Бегидовец был совершенно похож на сына Меркуриева, когда, во время похода Бахуса в Индию, он разогнал криком своим все неприятельское войско. Но Пану помогла его возлюбленная Эхо, отзывавшаяся со всех сторон тысячами голосов, а Бегидовцу никто не помог; он один кричал: хи, ха, хо! не хуже целого войска, когда оно бежит в атаку или лезет на стену.

В деревне только что расположился на кантонир-квартиры Баварский линейный пехотный полк; едва только отвел он душу от дальнего похода, закурил трубки и заговорил о своем родном, теплом климате и дивном Швейнфуртском вине, вдруг тревога, шум, крик, выстрелы, нападение, ужас! Поднялась суматоха, хватаются за ружья, бегут со всех сторон на улицу, кричат Mein Gott! Mein Gott! толпятся на площадке перед господским домом, строятся в колонну и оттуда идут на Gtarfe pofition, за селением.

Огонь разлился по овинам, пышет, освещает окрестность: на высоте стоит неприятельское каре, держит ружья наготове, довольно собою, что внезапное нападение предупреждено; мужественные взоры светят, как искры готовые упасть на полку.

Между тем Бегидовец, сделав вольт в поле, воротился уже в оставленную неприятелем деревню, и распоряжался в ней как победитель: шарил по углам, брал контрибуцию, вьючил коня всем годным, всем питательным, всем, что Бог посылал под руку.

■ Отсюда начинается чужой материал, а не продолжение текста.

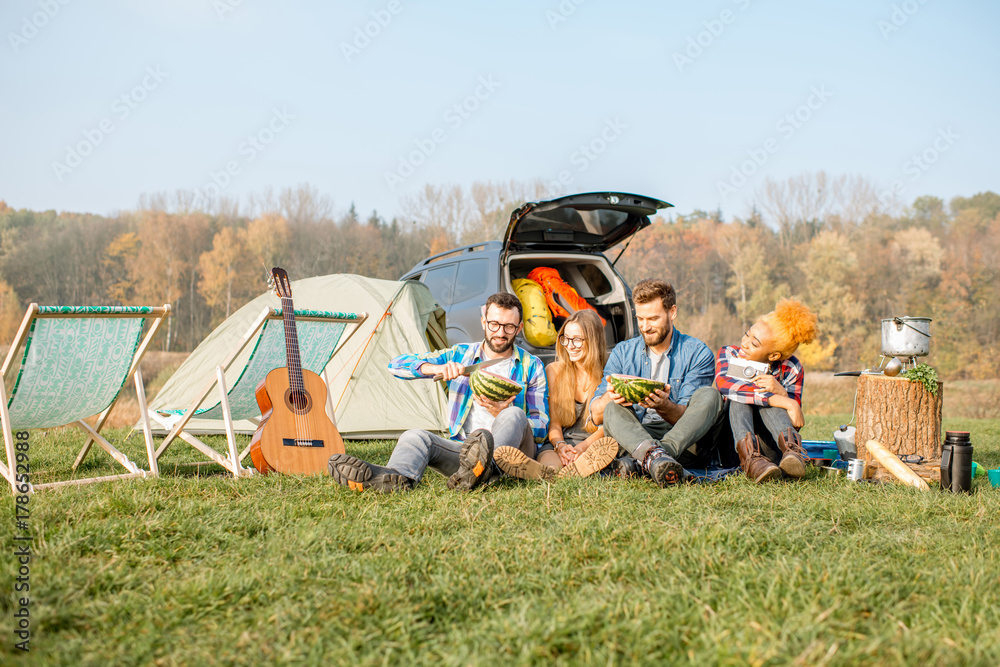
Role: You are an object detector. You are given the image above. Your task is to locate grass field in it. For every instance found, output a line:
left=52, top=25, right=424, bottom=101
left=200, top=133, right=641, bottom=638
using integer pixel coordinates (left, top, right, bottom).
left=0, top=415, right=1000, bottom=665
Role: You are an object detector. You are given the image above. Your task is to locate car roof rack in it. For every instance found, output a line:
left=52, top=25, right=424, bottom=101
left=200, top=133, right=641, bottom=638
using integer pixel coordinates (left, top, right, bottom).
left=419, top=241, right=502, bottom=266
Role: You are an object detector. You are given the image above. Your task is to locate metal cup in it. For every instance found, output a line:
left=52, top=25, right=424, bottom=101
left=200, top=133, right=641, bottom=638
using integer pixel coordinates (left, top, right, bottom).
left=847, top=459, right=865, bottom=482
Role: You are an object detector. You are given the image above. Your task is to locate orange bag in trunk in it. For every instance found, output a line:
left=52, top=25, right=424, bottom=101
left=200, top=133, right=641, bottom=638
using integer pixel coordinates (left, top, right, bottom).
left=528, top=266, right=606, bottom=325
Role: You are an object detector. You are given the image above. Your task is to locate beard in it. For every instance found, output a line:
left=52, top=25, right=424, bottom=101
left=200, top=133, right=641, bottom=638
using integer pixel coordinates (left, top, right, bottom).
left=483, top=336, right=514, bottom=354
left=642, top=328, right=670, bottom=347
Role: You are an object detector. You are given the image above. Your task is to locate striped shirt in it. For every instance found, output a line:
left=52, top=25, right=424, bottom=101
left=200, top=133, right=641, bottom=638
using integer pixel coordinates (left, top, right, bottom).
left=389, top=343, right=549, bottom=443
left=715, top=345, right=806, bottom=406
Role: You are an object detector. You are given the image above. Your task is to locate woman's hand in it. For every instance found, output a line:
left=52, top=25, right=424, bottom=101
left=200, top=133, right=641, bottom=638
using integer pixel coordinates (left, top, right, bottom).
left=753, top=373, right=788, bottom=396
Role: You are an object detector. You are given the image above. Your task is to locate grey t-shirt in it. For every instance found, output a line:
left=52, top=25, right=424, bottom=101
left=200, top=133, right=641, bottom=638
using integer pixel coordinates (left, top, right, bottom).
left=642, top=345, right=670, bottom=424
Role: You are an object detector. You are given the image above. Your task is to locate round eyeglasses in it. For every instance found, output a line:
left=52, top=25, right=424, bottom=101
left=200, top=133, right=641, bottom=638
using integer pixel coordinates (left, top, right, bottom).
left=486, top=320, right=520, bottom=336
left=559, top=336, right=587, bottom=350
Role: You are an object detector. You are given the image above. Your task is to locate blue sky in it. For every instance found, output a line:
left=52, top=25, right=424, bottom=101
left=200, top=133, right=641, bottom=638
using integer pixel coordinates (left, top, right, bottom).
left=0, top=0, right=1000, bottom=218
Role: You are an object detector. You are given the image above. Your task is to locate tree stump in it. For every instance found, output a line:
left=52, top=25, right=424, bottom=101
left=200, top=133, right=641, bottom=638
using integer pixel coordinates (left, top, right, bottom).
left=854, top=375, right=944, bottom=462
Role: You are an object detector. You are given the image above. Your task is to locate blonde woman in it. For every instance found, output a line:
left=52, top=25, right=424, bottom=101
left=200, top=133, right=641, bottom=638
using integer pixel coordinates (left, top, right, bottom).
left=495, top=310, right=618, bottom=479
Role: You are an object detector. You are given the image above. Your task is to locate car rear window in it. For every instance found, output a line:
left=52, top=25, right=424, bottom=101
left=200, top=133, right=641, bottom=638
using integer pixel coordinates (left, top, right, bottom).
left=452, top=259, right=489, bottom=303
left=424, top=264, right=458, bottom=306
left=517, top=211, right=628, bottom=236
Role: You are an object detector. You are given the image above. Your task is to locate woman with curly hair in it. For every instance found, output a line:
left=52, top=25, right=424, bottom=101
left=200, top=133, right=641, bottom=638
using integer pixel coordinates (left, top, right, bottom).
left=715, top=299, right=817, bottom=482
left=494, top=310, right=618, bottom=479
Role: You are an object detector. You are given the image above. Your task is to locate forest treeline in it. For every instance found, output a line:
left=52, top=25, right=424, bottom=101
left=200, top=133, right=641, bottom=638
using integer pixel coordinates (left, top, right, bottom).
left=0, top=172, right=1000, bottom=379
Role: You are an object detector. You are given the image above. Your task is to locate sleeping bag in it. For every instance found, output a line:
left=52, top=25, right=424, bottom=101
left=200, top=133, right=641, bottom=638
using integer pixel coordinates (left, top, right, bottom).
left=528, top=266, right=606, bottom=325
left=511, top=278, right=557, bottom=347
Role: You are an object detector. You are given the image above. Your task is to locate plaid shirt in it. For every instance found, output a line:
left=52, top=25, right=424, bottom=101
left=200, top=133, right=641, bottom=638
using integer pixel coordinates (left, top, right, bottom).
left=715, top=345, right=806, bottom=406
left=389, top=343, right=549, bottom=443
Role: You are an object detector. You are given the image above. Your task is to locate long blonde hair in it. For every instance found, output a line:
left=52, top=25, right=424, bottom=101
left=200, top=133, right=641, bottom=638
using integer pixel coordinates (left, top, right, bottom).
left=549, top=310, right=608, bottom=426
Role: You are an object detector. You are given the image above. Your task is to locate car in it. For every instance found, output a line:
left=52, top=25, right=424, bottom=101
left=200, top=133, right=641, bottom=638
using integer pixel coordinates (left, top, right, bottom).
left=400, top=192, right=672, bottom=363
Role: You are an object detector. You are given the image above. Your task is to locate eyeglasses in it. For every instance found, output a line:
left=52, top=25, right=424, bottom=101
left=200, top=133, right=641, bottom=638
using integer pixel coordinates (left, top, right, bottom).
left=559, top=336, right=587, bottom=350
left=486, top=320, right=521, bottom=335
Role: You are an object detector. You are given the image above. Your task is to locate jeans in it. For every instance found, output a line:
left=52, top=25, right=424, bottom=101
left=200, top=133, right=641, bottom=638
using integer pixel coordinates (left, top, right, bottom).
left=727, top=401, right=792, bottom=463
left=604, top=387, right=726, bottom=467
left=386, top=405, right=535, bottom=482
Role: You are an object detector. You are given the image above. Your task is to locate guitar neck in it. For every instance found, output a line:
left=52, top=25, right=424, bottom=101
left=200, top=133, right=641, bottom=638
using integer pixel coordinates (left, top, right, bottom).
left=281, top=296, right=305, bottom=392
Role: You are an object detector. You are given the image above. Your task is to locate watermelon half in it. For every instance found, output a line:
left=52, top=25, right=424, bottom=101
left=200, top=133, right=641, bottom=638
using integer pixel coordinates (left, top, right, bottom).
left=608, top=375, right=667, bottom=403
left=469, top=368, right=524, bottom=401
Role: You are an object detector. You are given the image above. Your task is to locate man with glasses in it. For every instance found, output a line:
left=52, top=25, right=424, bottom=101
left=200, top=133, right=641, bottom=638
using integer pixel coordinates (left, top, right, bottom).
left=329, top=292, right=549, bottom=493
left=590, top=279, right=729, bottom=486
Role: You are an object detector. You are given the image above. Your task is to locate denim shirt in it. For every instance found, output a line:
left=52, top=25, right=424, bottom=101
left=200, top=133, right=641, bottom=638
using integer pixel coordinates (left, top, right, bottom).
left=591, top=329, right=715, bottom=422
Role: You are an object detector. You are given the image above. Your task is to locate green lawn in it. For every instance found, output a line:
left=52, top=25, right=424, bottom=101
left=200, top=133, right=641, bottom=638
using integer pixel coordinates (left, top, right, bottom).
left=0, top=415, right=1000, bottom=665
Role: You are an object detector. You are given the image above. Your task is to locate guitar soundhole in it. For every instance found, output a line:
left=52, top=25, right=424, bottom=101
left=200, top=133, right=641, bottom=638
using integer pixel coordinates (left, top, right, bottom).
left=285, top=389, right=312, bottom=415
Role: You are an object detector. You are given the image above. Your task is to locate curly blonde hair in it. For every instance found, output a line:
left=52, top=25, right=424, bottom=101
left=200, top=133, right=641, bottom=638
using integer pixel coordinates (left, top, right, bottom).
left=760, top=299, right=819, bottom=359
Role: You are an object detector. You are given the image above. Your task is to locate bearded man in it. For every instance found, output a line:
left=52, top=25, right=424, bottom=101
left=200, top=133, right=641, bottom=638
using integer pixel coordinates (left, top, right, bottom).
left=328, top=292, right=551, bottom=492
left=590, top=280, right=727, bottom=486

Калмык Чюрюм также не теряет время. Заметив, что боярский дом оставлен неприятелем без надзора, он кинулся в него. Все двери на распашку, все готово к его посещению: комнаты освещены, в зале накрыт стол, уставлен кушаньем и вином; фарфор, хрусталь, серебро, разные вещи разбросаны. Чюрюм растерял глаза. „Арзэ! водка!“ – шепчет он сам себе, выхватив граненый графин из серебряного судка, пьет. Кисло! – уксус ему не по сердцу: хлоп о землю. Ухватился за другой– горько! – горчичное масло не вкусно: хлоп о землю. Нэмыш-такя! – немецкая курица!“ – пробормотал она снова, сдернув за ногу огромную индейку с блюда и вцепившись зубами ей в крыло. Между тем глаза его рыщут по комнате, остановились на кованом ларце, стоявшем на столе. Хаэршин! ящик! – думает Чюрюм, бросив индейку и обхватив ларец; тяжел; вскидывает его на плечо, а подле, на диване, сабля и пистолеты; сеахан юльдэ! славная сабля! вскрикивает Калмык, и протягивает к ней руку; а ларец бух с плеча, бац об пол, разлетелся в дребезги; дорожная посуда, бритвы, разная мелочь покатилась по земле. Дз! – шипит Чюрюм, привешивая торопливо саблю и затыкая пистолеты за пояс.

Вдали послышался шум. Быстро, жадным взором окинул Калмык еще раз комнату, схватил стоявшую под стеклянным колпаком вазу, торопится вон, скользит по ступеням лестницы, споткнулся, грохнулся вместе с вазой об пол, вскочил, плюнул на черепки фарфора, и исчез между строениями двора боярского.

Казак Вася, с другой стороны селения, не так опрометчиво поступил: он забрался просто в избу, наклал в редно всего, что только нашёл годного для употребления в пищу, взвалил на плечи, схватил со стола отрезаны ломоть хлеба, и, стуча зубами как в барабан, отправлялся скорым шагом на соединение с главными силами в лес.

Бегидовец давно уже ожидал товарищей. Пришел Вася, запыхаясь, навьючил коня. Ждут Чюрюма. Является наконец Чюрюм, бежит.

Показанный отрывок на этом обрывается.